An injunction hearing scheduled for Oct. 10 at the Milwaukee County Circuit Court aims to keep Brown and five co-defendants from entering the premises of Repairers, located at 1335 W. Vliet St., or having access to its website.
The board claimed Brown and her co-defendants — Bernard Cohen, Will McGraw, Dorothy Jackson, George Paz Martin and Sheila Grady — took over a board meeting Aug. 22 and elected themselves as the organization’s new board, according to court documents. The documents also said Brown created a letterhead for Repairers indicating they were the organization’s board.
The Roesler board appointed Carolyn Young, previously the organization’s director of finance, as interim executive director to replace Brown, according to court documents. Young, who was terminated by the board led by Brown, last appeared at the center when the event occurred Aug. 26. Other members of the Roesler administration also have not visited the center.

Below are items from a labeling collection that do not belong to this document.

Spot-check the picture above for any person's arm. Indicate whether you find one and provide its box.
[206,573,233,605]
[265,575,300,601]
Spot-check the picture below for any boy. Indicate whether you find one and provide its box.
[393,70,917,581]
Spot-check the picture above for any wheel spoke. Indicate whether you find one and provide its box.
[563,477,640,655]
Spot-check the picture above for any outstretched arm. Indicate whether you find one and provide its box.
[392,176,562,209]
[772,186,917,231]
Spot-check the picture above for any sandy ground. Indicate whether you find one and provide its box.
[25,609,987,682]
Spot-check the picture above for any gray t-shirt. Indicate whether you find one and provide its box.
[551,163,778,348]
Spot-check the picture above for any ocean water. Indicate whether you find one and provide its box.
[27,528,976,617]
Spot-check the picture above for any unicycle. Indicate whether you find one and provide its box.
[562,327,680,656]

Jonalyn Paden, administrative assistant for Repairers, said in an affidavit, “I have not physically reported to work since Aug. 26 due to the atmosphere MacCanon Brown created at Repairers.”
The organization was founded on the premise that homeless men and women reach out to one another and improve their lives together. It relies upon the volunteer work from Milwaukee residents including Marquette students.
Maryann Radowski, service learning coordinator at the organization, said an average of about 20 Marquette students volunteer at the center each semester as service learning students. Radowski said the service learning program expanded in the past five years in which she has been at Repairers.
Other Marquette volunteers stop at the center regularly outside of service learning, though. Allen Samson, a junior in the College of Nursing, said she began volunteering at Repairers this semester through her work with Noon run, another nonprofit serving the homeless in Milwaukee. She said she was disappointed after hearing about the lawsuit.
“It’s a great grassroots nonprofit organization that has volunteers and workers who really understand the impoverished population they are helping because they were in the same situation,” Samson said. “It would be sad if Repairers of the Breach’s services suffered due to this disconnect.”
Kelsey Schanke, a junior in the College of Business Administration, worked at Repairers of the Breach last semester as a service learning student. She also expressed concern that this might affect the members of the organization.
“I loved going to Repairers and I never thought there were any issues going on with the board,” Schanke said. “I am pretty disappointed that this is occurring, because I really believe in that organization and I hope that this doesn’t affect the people who are helped by Repairers.”
Radowski said in an email that turmoil surrounding the administration of Repairers will not inhibit the service learning schedule at the center.
The court battle approaches just a few months after the organization finished renovations to its three-story center, a construction process that lasted about two years.